Pasemos ahora a la vida diaria dentro del hogar. En un amplio sector del municipio Baruta – que podríamos considerar como una de las zonas privilegiadas de Caracas -, acaban de pasar 9 días sin suministro de agua. En Los Ruices, otra zona céntrica caraqueña de edificios de viviendas, cuando por fin llegó el agua, se fue la luz eléctrica y las bombas del agua no podían suministrarla a los apartamentos. En esa misma zona, el Internet un día funciona y el otro está “muerto”, pero el pago se cobra mensualmente sin consideración por las ausencias del servicio.

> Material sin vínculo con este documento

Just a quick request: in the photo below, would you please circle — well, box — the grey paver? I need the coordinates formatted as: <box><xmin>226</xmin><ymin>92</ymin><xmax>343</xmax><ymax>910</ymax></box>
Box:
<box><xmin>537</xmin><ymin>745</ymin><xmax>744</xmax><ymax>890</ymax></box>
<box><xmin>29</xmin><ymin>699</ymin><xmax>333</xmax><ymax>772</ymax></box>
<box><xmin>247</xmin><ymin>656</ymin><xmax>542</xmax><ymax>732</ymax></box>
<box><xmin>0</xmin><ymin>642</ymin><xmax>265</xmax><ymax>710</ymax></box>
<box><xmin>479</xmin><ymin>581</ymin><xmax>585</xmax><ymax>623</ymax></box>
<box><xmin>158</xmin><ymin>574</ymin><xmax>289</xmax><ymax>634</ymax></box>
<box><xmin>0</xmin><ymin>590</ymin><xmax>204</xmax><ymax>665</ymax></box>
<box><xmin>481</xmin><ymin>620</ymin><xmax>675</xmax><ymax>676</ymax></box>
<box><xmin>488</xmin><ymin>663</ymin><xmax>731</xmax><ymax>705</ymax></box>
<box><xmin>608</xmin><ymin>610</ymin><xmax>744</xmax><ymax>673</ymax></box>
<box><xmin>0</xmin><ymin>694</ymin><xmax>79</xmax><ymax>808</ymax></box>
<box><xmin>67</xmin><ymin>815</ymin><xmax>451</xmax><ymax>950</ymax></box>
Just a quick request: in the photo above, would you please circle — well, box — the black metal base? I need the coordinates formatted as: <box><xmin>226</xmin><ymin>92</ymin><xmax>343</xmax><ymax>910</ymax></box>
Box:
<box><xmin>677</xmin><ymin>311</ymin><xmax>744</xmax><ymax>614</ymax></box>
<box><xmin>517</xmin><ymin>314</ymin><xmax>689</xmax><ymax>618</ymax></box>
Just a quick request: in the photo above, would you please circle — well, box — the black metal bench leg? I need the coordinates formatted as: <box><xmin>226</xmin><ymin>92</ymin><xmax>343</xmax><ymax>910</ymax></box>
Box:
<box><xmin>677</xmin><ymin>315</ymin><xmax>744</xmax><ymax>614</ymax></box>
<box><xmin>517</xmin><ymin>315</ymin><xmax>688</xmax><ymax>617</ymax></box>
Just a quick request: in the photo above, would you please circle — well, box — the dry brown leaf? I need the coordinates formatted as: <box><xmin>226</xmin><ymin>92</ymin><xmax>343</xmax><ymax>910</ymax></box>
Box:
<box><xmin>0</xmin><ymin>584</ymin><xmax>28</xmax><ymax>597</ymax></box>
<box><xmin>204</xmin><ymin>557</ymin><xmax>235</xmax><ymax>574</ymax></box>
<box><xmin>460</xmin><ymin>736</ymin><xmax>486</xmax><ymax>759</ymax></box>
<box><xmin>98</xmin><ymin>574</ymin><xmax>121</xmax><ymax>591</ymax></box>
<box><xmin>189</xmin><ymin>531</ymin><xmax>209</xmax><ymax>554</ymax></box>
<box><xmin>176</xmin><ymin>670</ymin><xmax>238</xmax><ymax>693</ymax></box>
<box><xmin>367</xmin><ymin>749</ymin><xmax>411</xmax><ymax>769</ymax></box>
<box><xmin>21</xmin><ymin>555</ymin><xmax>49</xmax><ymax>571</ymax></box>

Finalmente, todos los inconvenientes de la vida diaria en la Venezuela de Maduro, vuelven a concentrarse en una sola ecuación: el sueldo mínimo del venezolano, que calculado al cambio de bolívar libre era el equivalente de 3 dólares mensuales antes de la Semana Santa, está de apenas unos céntimos de dólar con la tasa libre actual. Trabajar por ese “y que sueldo” no tiene sentido. Salir del país a como dé lugar, parece ser la única opción que le ha quedado a la población. Esta sería la explicación de unas aulas con pocos alumnos, calles vacías, sitios de trabajo abandonados, negocios que no levantaron su santamaria, y un letargo que se transforma cada día más en una parálisis nacional.

Jurate Rosales

Directora de la Revista Zeta, columnista en El Nuevo País con la sección Ventana al Mundo. Miembro del Grupo Editorial Poleo.